On September 9th, 2023, I had a wonderful opportunity to discuss the life, work, and long friendship between the Catholic theologian, Gregory Baum, and the critical theorist, Rudolf J. Siebert. Gregory was born in Berlin but emigrated to Canada during World War II. While coming from a Jewish family, he eventually converted to Catholicism and became a Catholic priest, after reading St. Augustine’s Confessions. Along with Johannes Baptist Metz and Hans Küng, Baum was a a “peritus,” or theological advisor during the Second Vatican Council, where he was instrumental in rewriting the church’s relationship with the Jews – no longer calling for their conversions. He was also very interested in the Critical Theory of Religion, as developed by the Frankfurt School.
Baum passed away in October of 2017 in Canada. He was a prolific writer, scholar, and speaker, and a long-time friend of my doktorvater, Rudolf J. Siebert. I hope you all enjoy the discussion.

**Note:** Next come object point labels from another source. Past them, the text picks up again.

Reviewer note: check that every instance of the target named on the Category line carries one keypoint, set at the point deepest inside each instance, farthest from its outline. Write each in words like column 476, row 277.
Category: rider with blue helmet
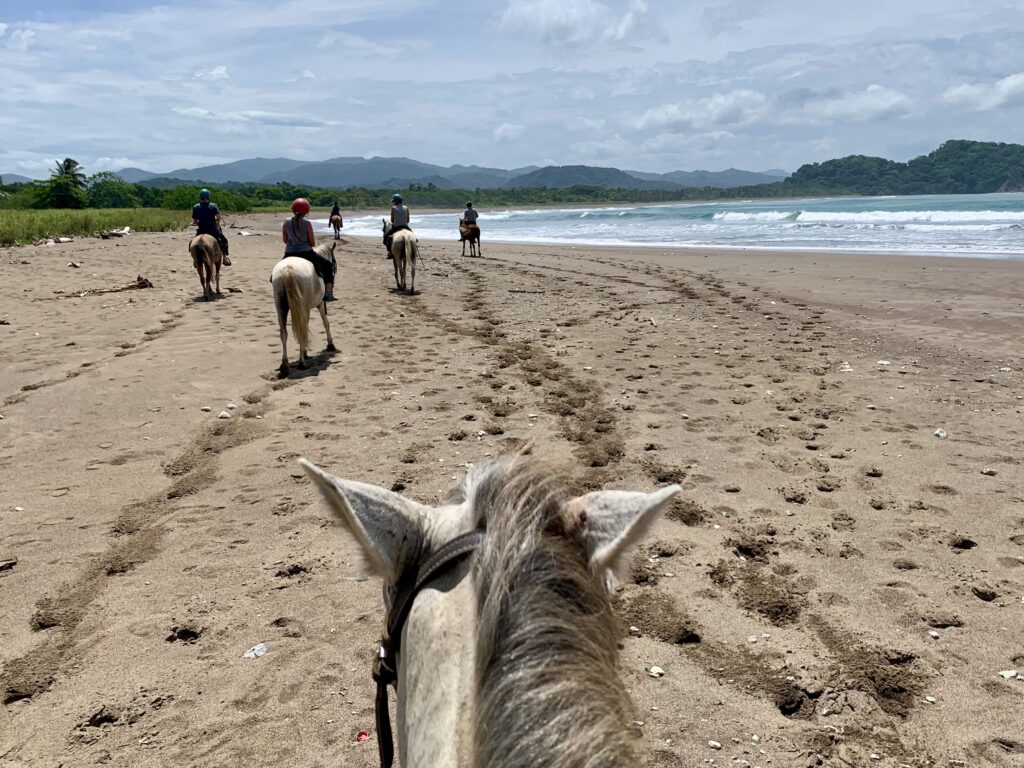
column 399, row 220
column 206, row 219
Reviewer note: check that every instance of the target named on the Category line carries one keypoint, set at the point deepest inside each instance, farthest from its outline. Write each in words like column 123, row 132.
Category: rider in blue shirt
column 206, row 218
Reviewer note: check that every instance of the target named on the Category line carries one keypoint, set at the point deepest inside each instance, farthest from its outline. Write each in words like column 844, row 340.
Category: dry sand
column 821, row 516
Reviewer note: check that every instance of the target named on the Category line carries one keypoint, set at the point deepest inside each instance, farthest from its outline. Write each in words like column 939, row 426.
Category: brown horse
column 207, row 258
column 470, row 233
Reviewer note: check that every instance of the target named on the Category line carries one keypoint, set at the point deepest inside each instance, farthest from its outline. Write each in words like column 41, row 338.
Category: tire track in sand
column 136, row 535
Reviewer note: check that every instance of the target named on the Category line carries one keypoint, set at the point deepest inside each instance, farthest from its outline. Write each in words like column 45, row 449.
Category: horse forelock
column 549, row 692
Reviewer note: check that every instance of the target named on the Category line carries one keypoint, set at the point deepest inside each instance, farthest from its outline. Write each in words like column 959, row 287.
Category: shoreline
column 795, row 397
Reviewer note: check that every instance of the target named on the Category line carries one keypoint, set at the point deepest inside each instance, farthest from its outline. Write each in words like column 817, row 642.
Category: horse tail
column 300, row 314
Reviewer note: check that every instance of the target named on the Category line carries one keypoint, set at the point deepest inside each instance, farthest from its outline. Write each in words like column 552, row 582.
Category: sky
column 650, row 85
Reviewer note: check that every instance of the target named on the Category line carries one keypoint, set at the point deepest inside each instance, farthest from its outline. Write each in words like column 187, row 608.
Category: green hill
column 957, row 167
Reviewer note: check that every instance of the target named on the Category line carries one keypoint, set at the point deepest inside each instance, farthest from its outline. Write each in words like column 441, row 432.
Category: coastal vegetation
column 23, row 226
column 34, row 210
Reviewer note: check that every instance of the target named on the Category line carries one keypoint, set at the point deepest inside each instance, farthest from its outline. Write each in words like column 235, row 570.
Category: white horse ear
column 612, row 522
column 387, row 526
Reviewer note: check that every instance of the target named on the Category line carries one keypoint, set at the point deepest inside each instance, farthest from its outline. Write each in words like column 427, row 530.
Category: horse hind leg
column 327, row 328
column 202, row 282
column 397, row 281
column 282, row 301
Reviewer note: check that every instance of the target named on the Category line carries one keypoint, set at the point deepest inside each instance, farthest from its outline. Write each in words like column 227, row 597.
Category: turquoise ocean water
column 974, row 225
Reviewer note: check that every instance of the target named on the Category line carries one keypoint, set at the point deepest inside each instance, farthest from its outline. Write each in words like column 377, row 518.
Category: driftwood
column 108, row 233
column 138, row 284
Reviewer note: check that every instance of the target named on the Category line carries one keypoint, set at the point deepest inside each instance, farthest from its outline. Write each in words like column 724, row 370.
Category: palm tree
column 65, row 188
column 72, row 172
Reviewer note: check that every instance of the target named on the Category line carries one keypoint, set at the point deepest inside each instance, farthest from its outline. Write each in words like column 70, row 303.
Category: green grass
column 24, row 226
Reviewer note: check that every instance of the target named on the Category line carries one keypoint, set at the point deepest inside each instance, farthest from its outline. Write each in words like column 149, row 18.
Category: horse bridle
column 385, row 669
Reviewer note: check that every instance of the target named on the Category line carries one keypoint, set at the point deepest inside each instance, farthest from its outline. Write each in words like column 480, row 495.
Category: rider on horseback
column 470, row 215
column 206, row 219
column 399, row 220
column 297, row 235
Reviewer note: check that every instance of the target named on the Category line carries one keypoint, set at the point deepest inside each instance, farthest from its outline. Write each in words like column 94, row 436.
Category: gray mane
column 550, row 695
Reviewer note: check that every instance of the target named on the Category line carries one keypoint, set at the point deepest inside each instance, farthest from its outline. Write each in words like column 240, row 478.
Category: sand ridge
column 794, row 395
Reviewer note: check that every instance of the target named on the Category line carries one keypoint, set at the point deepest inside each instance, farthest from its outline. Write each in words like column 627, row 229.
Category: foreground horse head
column 297, row 289
column 470, row 233
column 404, row 252
column 207, row 258
column 507, row 655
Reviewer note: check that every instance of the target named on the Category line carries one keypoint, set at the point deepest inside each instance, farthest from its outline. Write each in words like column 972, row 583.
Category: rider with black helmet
column 206, row 219
column 399, row 220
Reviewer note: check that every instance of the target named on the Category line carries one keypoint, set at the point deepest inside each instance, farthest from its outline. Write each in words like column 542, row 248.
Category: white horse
column 298, row 289
column 507, row 655
column 404, row 252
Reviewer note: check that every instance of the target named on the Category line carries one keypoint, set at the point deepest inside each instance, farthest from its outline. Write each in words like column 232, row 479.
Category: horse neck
column 549, row 693
column 437, row 672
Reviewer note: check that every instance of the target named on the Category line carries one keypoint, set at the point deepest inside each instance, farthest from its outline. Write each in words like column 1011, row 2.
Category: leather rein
column 385, row 669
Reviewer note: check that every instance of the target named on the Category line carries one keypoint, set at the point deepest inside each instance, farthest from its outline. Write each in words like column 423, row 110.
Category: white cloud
column 728, row 18
column 217, row 73
column 357, row 43
column 733, row 109
column 20, row 40
column 687, row 143
column 577, row 22
column 986, row 96
column 875, row 102
column 253, row 116
column 508, row 131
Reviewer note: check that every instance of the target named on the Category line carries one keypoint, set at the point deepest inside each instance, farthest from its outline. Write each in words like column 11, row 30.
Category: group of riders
column 297, row 231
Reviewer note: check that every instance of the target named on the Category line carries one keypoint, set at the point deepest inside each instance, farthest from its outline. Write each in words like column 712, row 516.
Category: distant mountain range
column 400, row 172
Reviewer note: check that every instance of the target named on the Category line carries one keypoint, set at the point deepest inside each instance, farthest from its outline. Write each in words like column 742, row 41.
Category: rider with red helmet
column 297, row 235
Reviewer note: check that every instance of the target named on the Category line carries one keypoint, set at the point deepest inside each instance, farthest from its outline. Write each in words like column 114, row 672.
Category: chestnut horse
column 207, row 258
column 470, row 233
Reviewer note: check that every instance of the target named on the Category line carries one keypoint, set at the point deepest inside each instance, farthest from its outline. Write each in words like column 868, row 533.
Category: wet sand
column 837, row 581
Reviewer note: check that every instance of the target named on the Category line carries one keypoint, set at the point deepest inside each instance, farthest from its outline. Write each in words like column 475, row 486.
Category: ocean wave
column 756, row 216
column 910, row 217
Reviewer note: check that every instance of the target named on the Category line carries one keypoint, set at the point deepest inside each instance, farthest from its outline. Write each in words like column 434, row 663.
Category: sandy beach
column 839, row 586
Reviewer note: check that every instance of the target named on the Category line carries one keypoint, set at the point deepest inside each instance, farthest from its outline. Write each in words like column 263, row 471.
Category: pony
column 298, row 289
column 207, row 258
column 470, row 233
column 403, row 250
column 508, row 652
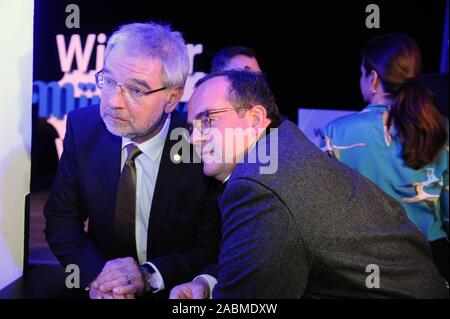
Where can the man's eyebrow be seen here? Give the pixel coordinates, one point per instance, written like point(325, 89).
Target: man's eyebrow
point(140, 82)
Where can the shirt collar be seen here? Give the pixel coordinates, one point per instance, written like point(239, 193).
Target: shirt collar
point(154, 146)
point(376, 107)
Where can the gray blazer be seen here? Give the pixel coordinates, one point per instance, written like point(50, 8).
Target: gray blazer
point(317, 229)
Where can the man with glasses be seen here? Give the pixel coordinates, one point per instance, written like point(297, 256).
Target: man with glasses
point(311, 229)
point(152, 220)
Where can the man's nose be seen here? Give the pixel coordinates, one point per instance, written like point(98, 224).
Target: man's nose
point(196, 137)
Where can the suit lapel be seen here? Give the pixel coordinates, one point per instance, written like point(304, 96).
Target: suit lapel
point(168, 174)
point(109, 168)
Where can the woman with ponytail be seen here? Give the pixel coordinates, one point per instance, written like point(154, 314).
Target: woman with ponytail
point(400, 140)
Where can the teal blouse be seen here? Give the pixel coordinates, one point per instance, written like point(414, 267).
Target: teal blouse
point(361, 141)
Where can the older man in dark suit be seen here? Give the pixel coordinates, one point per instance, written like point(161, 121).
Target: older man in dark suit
point(296, 223)
point(153, 221)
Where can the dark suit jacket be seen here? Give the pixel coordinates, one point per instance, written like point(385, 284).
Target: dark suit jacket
point(184, 225)
point(311, 230)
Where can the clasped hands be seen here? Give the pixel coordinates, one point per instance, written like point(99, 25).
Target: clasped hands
point(121, 278)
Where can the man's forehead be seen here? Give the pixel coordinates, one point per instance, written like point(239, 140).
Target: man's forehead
point(209, 95)
point(119, 60)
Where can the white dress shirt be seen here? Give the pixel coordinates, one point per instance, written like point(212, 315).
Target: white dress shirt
point(147, 167)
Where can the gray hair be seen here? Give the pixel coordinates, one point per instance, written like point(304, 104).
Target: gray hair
point(156, 41)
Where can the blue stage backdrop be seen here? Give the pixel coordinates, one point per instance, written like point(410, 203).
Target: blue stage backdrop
point(309, 50)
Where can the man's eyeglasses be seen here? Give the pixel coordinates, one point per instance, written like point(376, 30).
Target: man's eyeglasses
point(204, 121)
point(132, 93)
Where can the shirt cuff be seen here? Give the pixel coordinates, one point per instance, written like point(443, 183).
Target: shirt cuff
point(211, 282)
point(156, 281)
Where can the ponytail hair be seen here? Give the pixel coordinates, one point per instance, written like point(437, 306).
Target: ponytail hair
point(421, 128)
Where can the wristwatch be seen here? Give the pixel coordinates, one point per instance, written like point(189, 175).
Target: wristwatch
point(150, 280)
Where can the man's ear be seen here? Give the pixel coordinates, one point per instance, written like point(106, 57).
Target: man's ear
point(258, 115)
point(174, 97)
point(374, 79)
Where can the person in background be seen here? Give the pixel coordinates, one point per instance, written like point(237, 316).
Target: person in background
point(235, 57)
point(229, 58)
point(152, 220)
point(399, 140)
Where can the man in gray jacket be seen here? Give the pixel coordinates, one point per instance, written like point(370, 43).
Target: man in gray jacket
point(296, 223)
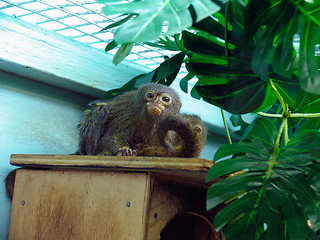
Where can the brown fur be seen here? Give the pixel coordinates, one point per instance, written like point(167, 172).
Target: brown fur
point(124, 122)
point(182, 136)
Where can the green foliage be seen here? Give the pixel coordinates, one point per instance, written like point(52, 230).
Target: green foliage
point(164, 74)
point(151, 15)
point(277, 190)
point(253, 56)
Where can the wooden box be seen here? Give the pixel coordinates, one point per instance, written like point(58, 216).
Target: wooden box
point(95, 197)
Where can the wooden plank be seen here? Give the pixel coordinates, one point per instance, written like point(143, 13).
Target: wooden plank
point(94, 161)
point(78, 205)
point(190, 169)
point(169, 198)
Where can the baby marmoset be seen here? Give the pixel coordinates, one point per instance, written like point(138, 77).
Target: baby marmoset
point(182, 136)
point(117, 126)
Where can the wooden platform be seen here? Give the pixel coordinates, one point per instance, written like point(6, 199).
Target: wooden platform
point(96, 197)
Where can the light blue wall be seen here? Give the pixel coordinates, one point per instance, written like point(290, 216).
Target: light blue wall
point(35, 119)
point(40, 119)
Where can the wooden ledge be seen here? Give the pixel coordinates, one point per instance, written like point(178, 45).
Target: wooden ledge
point(194, 169)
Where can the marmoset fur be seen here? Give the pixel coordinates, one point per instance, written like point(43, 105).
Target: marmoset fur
point(119, 125)
point(182, 136)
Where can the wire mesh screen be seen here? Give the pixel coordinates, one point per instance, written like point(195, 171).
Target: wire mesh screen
point(81, 20)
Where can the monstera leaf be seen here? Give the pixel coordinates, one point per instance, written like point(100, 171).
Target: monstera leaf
point(152, 14)
point(275, 24)
point(269, 193)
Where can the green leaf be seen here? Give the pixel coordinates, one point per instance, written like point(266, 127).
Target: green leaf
point(184, 82)
point(122, 52)
point(165, 73)
point(274, 24)
point(262, 206)
point(111, 45)
point(118, 23)
point(151, 15)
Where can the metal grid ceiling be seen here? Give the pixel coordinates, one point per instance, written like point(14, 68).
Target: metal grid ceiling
point(81, 20)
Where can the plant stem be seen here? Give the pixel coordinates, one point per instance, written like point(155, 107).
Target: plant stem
point(226, 40)
point(273, 157)
point(283, 103)
point(292, 115)
point(285, 130)
point(225, 126)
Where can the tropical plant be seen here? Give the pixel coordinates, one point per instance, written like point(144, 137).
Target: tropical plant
point(249, 56)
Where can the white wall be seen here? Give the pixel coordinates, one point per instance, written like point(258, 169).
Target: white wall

On June 28th, 2023, I had the opportunity to discuss the topic of Liberation Theology with the Critical Theorist and theologian, Dr. Rudolf J. Siebert. We covered many elements of Liberation Theology, including its history, the influence of Marxism and the Frankfurt School on it, as well as the opposition it withstood by the institutional Catholic Church. The discourse was sponsored by Ekpyrosis Press and the Institute for Critical Social Theory.